Why? Because he’s trying to remind us of the same exact things we’re supposed to do. He’s doing it to demonstrate it for us. That it’s not my will, but yours will be done. For us, it’s having to say over and over again, my kingdom gone, your kingdom come.

Over and over again, we have to say this. Jesus submits to God’s redemptive plan knowing that his crucifixion is coming. He remains faithful even with his betrayal and the failure of the disciples. He’s praying for them, knowing what they do. He’s praying for them, knowing that Peter denies them. He’s praying for him.

He knows it. Jesus doesn’t give up on you. There isn’t another narrative in any other religion of a God who would condescend to his people and die for them. Jesus doesn’t look on us with anger or whole grudges towards us. He looks on us with grace and compassion. Jesus isn’t praying to have the cup passed. He’s praying for you. He knows what’s coming. He knows what’s coming. And his agony is rooted in his deep love for you. And it’s that kind of love that’s a transforming love. We don’t continue down the same misaligned understandings that we have of God and do what we want. It changes us. The apostle Paul talks about this in Romans that we should not sin so that grace may abound. We turn from it and pursue a relationship to the Father because that’s what he really wants.
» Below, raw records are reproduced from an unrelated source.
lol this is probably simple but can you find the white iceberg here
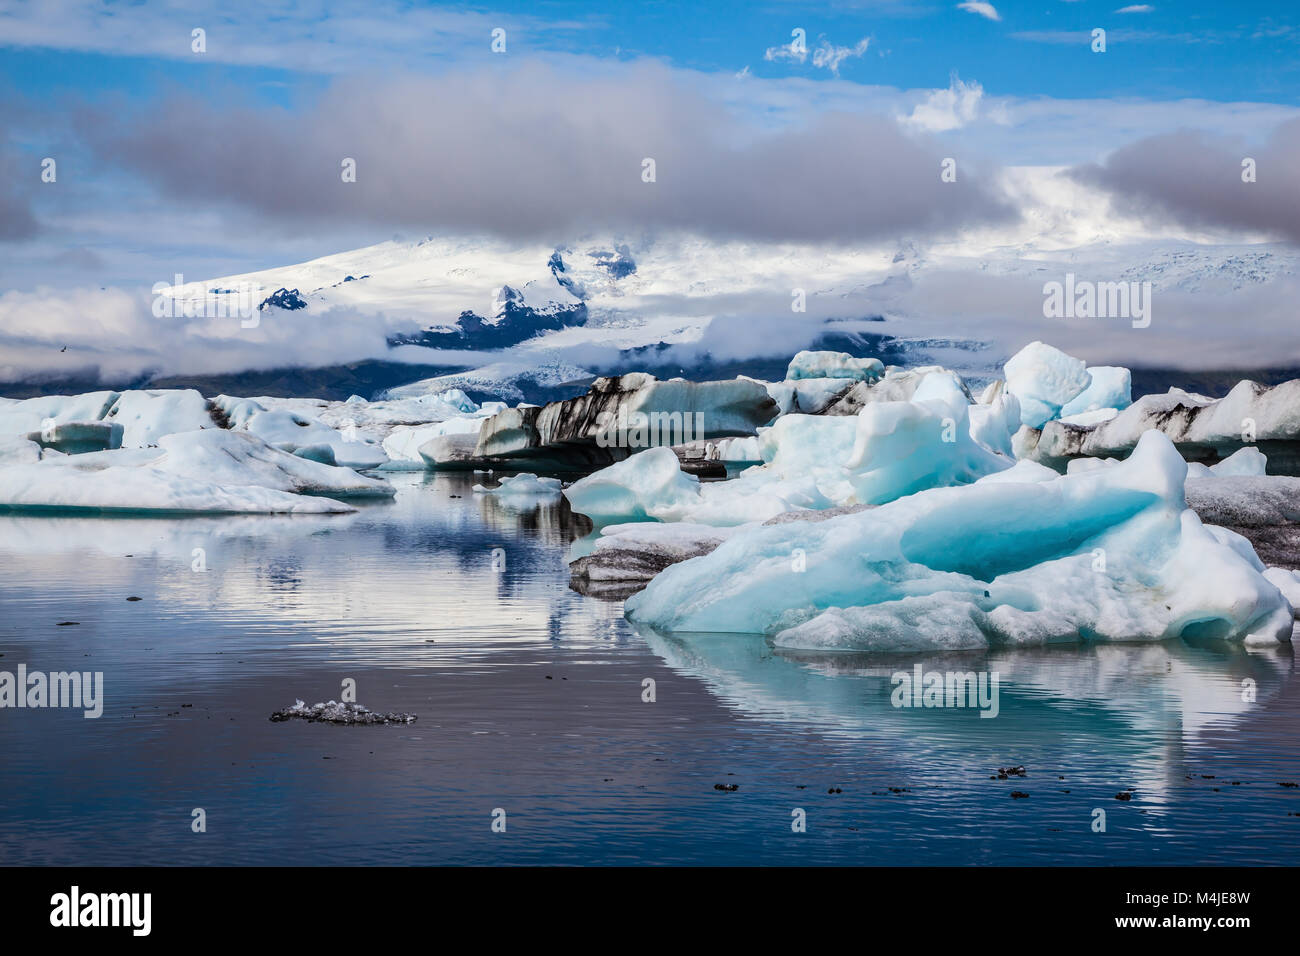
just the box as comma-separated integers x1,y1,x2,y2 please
1004,341,1092,428
0,388,216,448
1017,379,1300,472
565,370,1011,526
0,430,392,515
1059,365,1132,418
625,431,1293,651
563,447,702,524
785,350,884,382
845,371,1008,504
1184,446,1268,479
472,472,563,498
105,389,214,446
He wants to eat. Not a strict spirituality or overly disciplined religious life, which is what we like to take Christianity and turn it into. It’s a set of rules. That’s what we follow.

That’s what we do. It’s all about him. He wants to consider what he wants.

A life that is dependent upon the Father and seeks to love others the ways that Jesus did. I’ll close with this. David Dixon has a quote that I think says it best. He says, And both our failures and our attempts to live up or run from the Lord Jesus is praying for those things.

And we’d go on to die for them so we no longer needed to fear if we would live up or not. Because his aligning to the Father’s will isn’t just for his own personal reminder. But it’s a way to teach us again and again what to pray in our times of grief and our failure and our success.

Probably pray for the world. What’s going on around us all the time, the things we tend to ignore. The neighbors that are right next door to you, especially with storms and damage and things that have happened in the last couple of days.

It’s crazy. My wife and I were literally talking to somebody who had their entire front yard flooded in water by feet. You could swim in it up to your front door, destroyed it.

Destroyed it. It makes us understand that we have to pray not just for ourselves but for others. It changes the way that we understand that when we say our kingdom go, it means that we believe that Jesus’ kingdom is better. And it’s better for everyone else around us.

Do you see Jesus as your realignment, a better response in times of hardship and joy, and he’s your mediator in all of those things? That’s the invitation. Let’s pray. Lord, thank you for the Sabbath and time to go to rest and reflect on the ways that you have blessed us, loved us, reminded us over and over again of how desperately we need you. Lord, we take today to be reminded of those things, to have the energy that we need to be able to go into the week to know how to love our neighbor well, to love our friends well, to love our families well, to be self-sacrificial, to love each other in ways that your ministry was carried out, would help us to rest in that today. Pray this things your name. Amen.